I wrote a program for matrix product state in Fortran 90. In this program, I use the Intel MKL library. When the compiler option is:
OPTIMIZE= -parallel -par-threshold90 -ipo -O3 -no-prec-div -fp-model fast=2 -xHost
LinkLine = $(OPTIMIZE) $(DIAGNOSE) -mkl -static-intel,
in the runtime, the memory keeps increasing. If I change the compiler option to:
OPTIMIZE= -ipo -O3 -no-prec-div -fp-model fast=2 -xHost
LinkLine = $(OPTIMIZE) $(DIAGNOSE) -mkl=sequential -static-intel,
there is no problem, everything is fine. Why does this happen? Is there any solution to this?
Follow the suggestions by Alexander, I post one of the subroutines (performing singular value decomposition for a matrix) in the following:
SUBROUTINE SVD(Theta,S1,S2,lambda,Din,Dout)
IMPLICIT NONE
INTEGER, INTENT(IN) :: Din, Dout
COMPLEX(kind=rKind),DIMENSION(Din,Din), INTENT(IN) :: Theta
REAL(kind=rKind), INTENT(OUT) :: lambda(Dout)
COMPLEX(kind=rKind), INTENT(OUT) :: S1(Din,Dout),S2(Din,Dout)
COMPLEX(kind=rKind) :: M(Din,Din)
REAL(kind=rKind) :: temp_lam(Din)
COMPLEX(kind=rKind) :: temp_U(Din,Din), temp_V(Din,Din)
COMPLEX(kind=rKind) :: WORK(10*Din)
REAL(kind=rKind) :: RWORK(5*Din)
REAL(kind=rKind), PARAMETER :: Truncation = 1E-13_rKind
INTEGER :: INFO, i
!----------------------------
M = Theta
CALL ZGESVD('A','A',Din,Din,M,Din,temp_lam,temp_U,Din,temp_V,Din,WORK,10*Din,RWORK,INFO)
lambda = 0.0_rKind
S1 = 0.0_rKind
S2 = 0.0_rKind
DO i = 1,Dout
IF (temp_lam(i)/temp_lam(1)>Truncation) THEN
lambda(i) = temp_lam(i)
S1(:,i) = temp_U(:,i)
S2(:,i) = temp_V(i,:)
END IF
END DO
END SUBROUTINE SVD
And another subroutine is
SUBROUTINE TwoSiteUpdate(A_update,B_update,lambda_2_update,&
& A,B,lambda_1,lambda_2,U,D1,D2_old,D2_new)
! Designed for 1D MPS.
IMPLICIT NONE
INTEGER, INTENT(IN) :: D1, D2_old, D2_new
COMPLEX(kind=rKind), INTENT(IN) :: A(D1,D2_old,localSize), B(D2_old,D1,localSize)
REAL(kind=rKind), INTENT(IN) :: lambda_1(D1), lambda_2(D2_old)
COMPLEX(kind=rKind), INTENT(IN) :: U(localSize,localSize,localSize,localSize)

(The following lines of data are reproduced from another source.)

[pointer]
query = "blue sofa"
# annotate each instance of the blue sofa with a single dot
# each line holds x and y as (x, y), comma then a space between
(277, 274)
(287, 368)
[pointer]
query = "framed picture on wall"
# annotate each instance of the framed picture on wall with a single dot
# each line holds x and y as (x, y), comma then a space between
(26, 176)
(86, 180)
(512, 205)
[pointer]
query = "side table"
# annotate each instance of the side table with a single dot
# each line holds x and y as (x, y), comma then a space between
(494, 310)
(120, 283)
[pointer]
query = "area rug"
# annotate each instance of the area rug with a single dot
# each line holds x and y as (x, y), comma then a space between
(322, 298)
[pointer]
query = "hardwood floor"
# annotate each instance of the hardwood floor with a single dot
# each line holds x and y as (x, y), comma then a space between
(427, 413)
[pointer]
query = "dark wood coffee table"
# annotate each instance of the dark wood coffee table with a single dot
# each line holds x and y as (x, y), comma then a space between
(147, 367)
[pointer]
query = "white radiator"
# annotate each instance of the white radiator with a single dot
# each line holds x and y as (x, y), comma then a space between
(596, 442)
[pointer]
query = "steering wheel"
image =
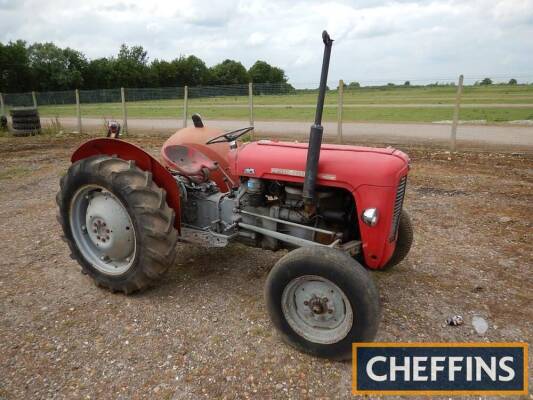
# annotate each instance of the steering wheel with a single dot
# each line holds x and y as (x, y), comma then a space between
(230, 136)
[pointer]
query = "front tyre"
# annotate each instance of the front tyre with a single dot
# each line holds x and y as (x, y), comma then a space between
(116, 222)
(321, 301)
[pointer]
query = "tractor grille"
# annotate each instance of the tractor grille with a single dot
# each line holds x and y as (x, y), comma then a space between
(398, 203)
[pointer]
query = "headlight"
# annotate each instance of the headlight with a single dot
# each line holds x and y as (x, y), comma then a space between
(370, 216)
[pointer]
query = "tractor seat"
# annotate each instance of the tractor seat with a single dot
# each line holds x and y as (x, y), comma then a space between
(189, 162)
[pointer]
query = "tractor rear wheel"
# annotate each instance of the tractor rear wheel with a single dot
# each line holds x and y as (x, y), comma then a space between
(321, 301)
(116, 222)
(404, 241)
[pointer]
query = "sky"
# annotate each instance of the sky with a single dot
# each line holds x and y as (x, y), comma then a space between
(375, 41)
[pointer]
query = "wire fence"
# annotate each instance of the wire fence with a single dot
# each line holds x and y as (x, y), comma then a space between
(444, 101)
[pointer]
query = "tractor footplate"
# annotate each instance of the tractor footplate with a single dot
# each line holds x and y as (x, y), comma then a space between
(204, 238)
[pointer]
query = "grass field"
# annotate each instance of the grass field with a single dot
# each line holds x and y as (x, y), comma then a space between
(496, 103)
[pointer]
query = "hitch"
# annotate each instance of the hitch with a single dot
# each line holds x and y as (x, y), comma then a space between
(316, 132)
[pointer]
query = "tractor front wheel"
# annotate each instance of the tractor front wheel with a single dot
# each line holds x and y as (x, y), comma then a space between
(321, 301)
(116, 222)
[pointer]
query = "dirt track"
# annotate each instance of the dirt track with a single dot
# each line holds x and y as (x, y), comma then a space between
(500, 137)
(204, 330)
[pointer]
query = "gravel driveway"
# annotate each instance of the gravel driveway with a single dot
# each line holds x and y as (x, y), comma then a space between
(204, 331)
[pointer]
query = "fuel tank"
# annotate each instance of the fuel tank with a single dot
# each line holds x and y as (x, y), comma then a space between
(375, 178)
(193, 141)
(340, 166)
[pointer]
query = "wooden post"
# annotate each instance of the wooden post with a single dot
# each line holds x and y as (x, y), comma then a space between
(455, 122)
(339, 110)
(251, 103)
(124, 112)
(185, 105)
(78, 109)
(2, 105)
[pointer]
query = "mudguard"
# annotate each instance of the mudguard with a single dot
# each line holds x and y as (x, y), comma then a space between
(143, 160)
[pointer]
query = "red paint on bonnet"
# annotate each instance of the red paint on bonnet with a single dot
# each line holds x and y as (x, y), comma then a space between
(143, 160)
(371, 175)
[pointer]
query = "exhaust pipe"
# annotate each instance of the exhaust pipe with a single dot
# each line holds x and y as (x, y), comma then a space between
(315, 135)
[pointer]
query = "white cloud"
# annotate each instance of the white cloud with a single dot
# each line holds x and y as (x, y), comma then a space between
(374, 40)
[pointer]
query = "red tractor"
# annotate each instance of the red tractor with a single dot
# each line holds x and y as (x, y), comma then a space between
(338, 208)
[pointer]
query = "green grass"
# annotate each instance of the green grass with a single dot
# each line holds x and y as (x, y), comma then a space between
(286, 107)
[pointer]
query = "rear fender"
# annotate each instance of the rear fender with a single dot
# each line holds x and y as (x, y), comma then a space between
(143, 160)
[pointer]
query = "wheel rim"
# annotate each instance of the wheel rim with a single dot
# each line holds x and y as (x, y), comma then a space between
(317, 309)
(103, 230)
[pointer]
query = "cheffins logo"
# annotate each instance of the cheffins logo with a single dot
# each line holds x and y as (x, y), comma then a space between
(440, 368)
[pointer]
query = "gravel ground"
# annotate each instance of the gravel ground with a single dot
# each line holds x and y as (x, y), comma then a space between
(204, 331)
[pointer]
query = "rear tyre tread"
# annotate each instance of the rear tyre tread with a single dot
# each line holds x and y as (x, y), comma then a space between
(148, 208)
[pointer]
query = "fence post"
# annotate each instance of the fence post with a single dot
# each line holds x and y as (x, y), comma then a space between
(455, 122)
(124, 112)
(251, 103)
(2, 105)
(339, 111)
(78, 109)
(185, 105)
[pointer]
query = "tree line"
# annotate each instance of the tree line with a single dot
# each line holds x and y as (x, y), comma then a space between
(47, 67)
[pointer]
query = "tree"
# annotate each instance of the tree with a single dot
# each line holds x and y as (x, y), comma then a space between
(262, 72)
(100, 74)
(191, 71)
(54, 68)
(228, 72)
(131, 67)
(15, 72)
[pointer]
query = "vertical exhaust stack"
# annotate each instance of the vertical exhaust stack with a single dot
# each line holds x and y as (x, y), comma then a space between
(315, 135)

COMPLEX(kind=rKind), INTENT(OUT) :: A_update(D1,D2_new,localSize), B_update(D2_new,D1,localSize)
REAL(kind=rKind), INTENT(OUT) :: lambda_2_update(D2_new)
COMPLEX(kind=rKind) :: temp_A(D1,D2_old,localSize)
COMPLEX(kind=rKind) :: temp_B(D2_old,D1,localSize)
COMPLEX(kind=rKind) :: Theta(D1,localSize,D1,localSize)
COMPLEX(kind=rKind) :: Theta_S(D1*localSize,D1*localSize)
COMPLEX(kind=rKind) :: S1(D1*localSize,D2_new), S2(D1*localSize,D2_new)
COMPLEX(kind=rKind) :: S1_tmp(D1,localSize,D2_new)
COMPLEX(kind=rKind) :: S2_tmp(D1,localSize,D2_new)
REAL(kind=rKind), PARAMETER :: Truncation=1E-16_rKind
COMPLEX(kind=rKind) :: tmp_ele
INTEGER :: i1,i2,i3,im
INTEGER :: mA1,mB1,mA2,mB2
INTEGER :: i
!------------------- add lambda on A, B ----------------------
temp_A = 0.0_rKind
temp_B = 0.0_rKind
DO im = 1,localSize
DO i2 = 1,D2_old
DO i1 = 1,D1
IF(lambda_1(i1)>Truncation) THEN
temp_A(i1,i2,im) = A(i1,i2,im)*SQRT(lambda_1(i1))
temp_B(i2,i1,im) = B(i2,i1,im)*SQRT(lambda_1(i1))
END IF
END DO
END DO
END DO
!--------------- svd on Theta ----------------
Theta = 0.0_rKind
DO mB2 = 1,localSize
DO i2 = 1,D1
DO mA2 = 1,localSize
DO i1 = 1,D1
tmp_ele = 0.0_rKind
DO mB1 = 1,localSize
DO mA1 = 1,localSize
DO i3 = 1,D2_old
tmp_ele = tmp_ele + U(mA2,mB2,mA1,mB1)*temp_A(i1,i3,mA1)*temp_B(i3,i2,mB1)
END DO
END DO
END DO
Theta(i1,mA2,i2,mB2) = tmp_ele
END DO
END DO
END DO
END DO
Theta_S = RESHAPE(Theta,SHAPE=(/D1*localSize,D1*localSize/))
CALL SVD(Theta_S,S1,S2,lambda_2_update,D1*localSize,D2_new)
lambda_2_update = lambda_2_update/lambda_2_update(1)
S1_tmp = RESHAPE(S1,SHAPE=(/D1,localSize,D2_new/))
S2_tmp = RESHAPE(S2,SHAPE=(/D1,localSize,D2_new/))
!---------------- update A, B ----------------
A_update = 0.0_rKind
B_update = 0.0_rKind
DO im = 1,localSize
DO i2 = 1,D2_new
DO i1 = 1,D1
IF (lambda_1(i1)>Truncation) THEN
A_update(i1,i2,im) = S1_tmp(i1,im,i2)*SQRT(lambda_2_update(i2))/SQRT(lambda_1(i1))
B_update(i2,i1,im) = S2_tmp(i1,im,i2)*SQRT(lambda_2_update(i2))/SQRT(lambda_1(i1))
END IF
END DO
END DO
END DO
END SUBROUTINE TwoSiteUpdate
Above two subroutines are the time consuming part of the program. Without these two subroutines, the program is fine and the memory does not increase. With these two, the memory do increase when I use the parallel version.